In a news release on Thursday, the university announced that the Brazilian Health Regulatory Agency (ANVISA) approved the country to be a part of the clinical trials conducted by Oxford University and supported by AstraZeneca, which makes the vaccine. Some 2,000 people will be recruited to participate.
Brazil has become an epicenter for the coronavirus pandemic, with the country reporting yet another record number of deaths on Thursday – 1,473 – raising its toll to over 34,000. Brazil has now surpassed Italy for the world’s third-deadliest outbreak, even though it’s still considered by experts a significant undercount due to insufficient testing.
Indeed, “Brazil is a priority for the study because of the ascendant curve of the COVID-19,” officials said in the news release.
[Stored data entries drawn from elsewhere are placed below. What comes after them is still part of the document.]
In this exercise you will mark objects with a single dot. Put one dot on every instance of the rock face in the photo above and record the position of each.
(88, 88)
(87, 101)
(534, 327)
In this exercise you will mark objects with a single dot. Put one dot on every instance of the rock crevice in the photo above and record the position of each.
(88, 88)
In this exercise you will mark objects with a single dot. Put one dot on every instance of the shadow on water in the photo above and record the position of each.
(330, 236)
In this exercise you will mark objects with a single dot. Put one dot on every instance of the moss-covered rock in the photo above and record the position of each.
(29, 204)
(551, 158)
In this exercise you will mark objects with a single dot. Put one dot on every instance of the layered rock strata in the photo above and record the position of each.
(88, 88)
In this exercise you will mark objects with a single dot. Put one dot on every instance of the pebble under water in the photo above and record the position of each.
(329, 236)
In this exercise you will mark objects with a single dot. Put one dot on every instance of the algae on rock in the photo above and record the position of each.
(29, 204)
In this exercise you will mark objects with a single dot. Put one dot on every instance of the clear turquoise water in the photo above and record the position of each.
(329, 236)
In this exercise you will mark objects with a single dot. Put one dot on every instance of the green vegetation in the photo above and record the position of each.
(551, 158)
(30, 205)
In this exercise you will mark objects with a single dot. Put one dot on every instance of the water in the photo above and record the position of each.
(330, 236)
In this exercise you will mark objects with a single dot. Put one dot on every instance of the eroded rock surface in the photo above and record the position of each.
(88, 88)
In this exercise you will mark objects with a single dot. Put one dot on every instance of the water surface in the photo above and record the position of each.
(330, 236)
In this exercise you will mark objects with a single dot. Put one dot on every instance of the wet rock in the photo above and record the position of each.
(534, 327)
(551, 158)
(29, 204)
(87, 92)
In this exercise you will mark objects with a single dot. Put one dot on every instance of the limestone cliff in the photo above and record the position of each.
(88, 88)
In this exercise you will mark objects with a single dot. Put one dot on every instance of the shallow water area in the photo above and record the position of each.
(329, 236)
“The most important thing is to carry out this stage of the study now when the epidemiological curve is still rising and the results may be more assertive,” said Lily Yin Weckx, coordinator of the Reference Center for Special Immunobiologicals (CRIE) at the Federal University of Sao Paulo, in a statement.
More than 6.6 million people have been infected with the virus and more than 389,000 have died from COVID-19, according to the Johns Hopkins count. The true toll is likely much higher, due to limits on testing and many asymptomatic cases.
The Associated Press contributed to this report.